Relationships between stromal PDGFR-β expression and survival after operation were analyzed in patients with NSCLC undergoing preoperative chemo- or chemoradiotherapy. Stromal PDGFR-β expression is negatively associated with worse outcomes in these patients. We assessed alterations of tumor microenvironment using cancer-associated fibroblast (CAF) cell line established from resected specimen and mouse model. We found that Gas6 expression by CAFs was upregulated following cisplatin treatment and Gas 6 derived from CAFs promote Axl-expressing lung cancer cells.
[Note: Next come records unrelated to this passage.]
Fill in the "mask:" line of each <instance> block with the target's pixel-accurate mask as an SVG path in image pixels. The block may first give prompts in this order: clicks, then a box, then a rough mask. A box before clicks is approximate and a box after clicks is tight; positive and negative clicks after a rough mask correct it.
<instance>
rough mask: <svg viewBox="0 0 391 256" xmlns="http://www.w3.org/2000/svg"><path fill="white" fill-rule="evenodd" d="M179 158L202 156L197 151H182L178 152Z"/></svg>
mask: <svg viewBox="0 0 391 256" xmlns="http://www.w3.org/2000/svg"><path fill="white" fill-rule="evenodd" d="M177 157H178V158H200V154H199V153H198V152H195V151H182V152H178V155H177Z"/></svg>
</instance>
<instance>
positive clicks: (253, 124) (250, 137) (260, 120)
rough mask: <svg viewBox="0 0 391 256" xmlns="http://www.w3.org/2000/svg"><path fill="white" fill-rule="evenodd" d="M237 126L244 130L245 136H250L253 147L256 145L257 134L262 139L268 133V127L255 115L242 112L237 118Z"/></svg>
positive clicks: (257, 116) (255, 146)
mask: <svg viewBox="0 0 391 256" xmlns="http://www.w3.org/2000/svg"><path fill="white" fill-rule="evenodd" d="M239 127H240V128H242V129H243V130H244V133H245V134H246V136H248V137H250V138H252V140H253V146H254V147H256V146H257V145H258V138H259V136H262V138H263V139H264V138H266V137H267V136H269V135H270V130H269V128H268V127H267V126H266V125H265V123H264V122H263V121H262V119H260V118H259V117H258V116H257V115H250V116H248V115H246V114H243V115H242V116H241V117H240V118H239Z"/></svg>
In clinical samples, stromal Gas6 expression increased after chemotherapy and tumor Axl- and stromal Gas6-positive tumors were significantly worse than for the double negative group. Based on these findings, it is presumed that Gas6 derived from CAFs promotes migration of Axl-expressing lung cancer cells during chemotherapy and is involved in poor clinical outcome.

Free Research Field

呼吸器外科学

Academic Significance and Societal Importance of the Research Achievements

肺癌は我が国の死因の首位であり、その治療成績の改善はは喫緊の課題である。肺癌の主たる治療方法の一つに化学療法があるが、抗癌剤を使い続けると癌は薬剤耐性を示し転移能を獲得することが知られており、この現象に癌間質の関与が示唆されている。今回我々は、癌関連線維芽細胞が抗癌剤治療時に癌細胞の悪性化を促す可能性を示唆する機序の一つを解明した。この結果、癌細胞そのものではなく、腫瘍微小環境を構成する細胞が治療のターゲットとなりうる可能性が示唆された。今後腫瘍微小環境をターゲットとした新規治療法の開発が期待される。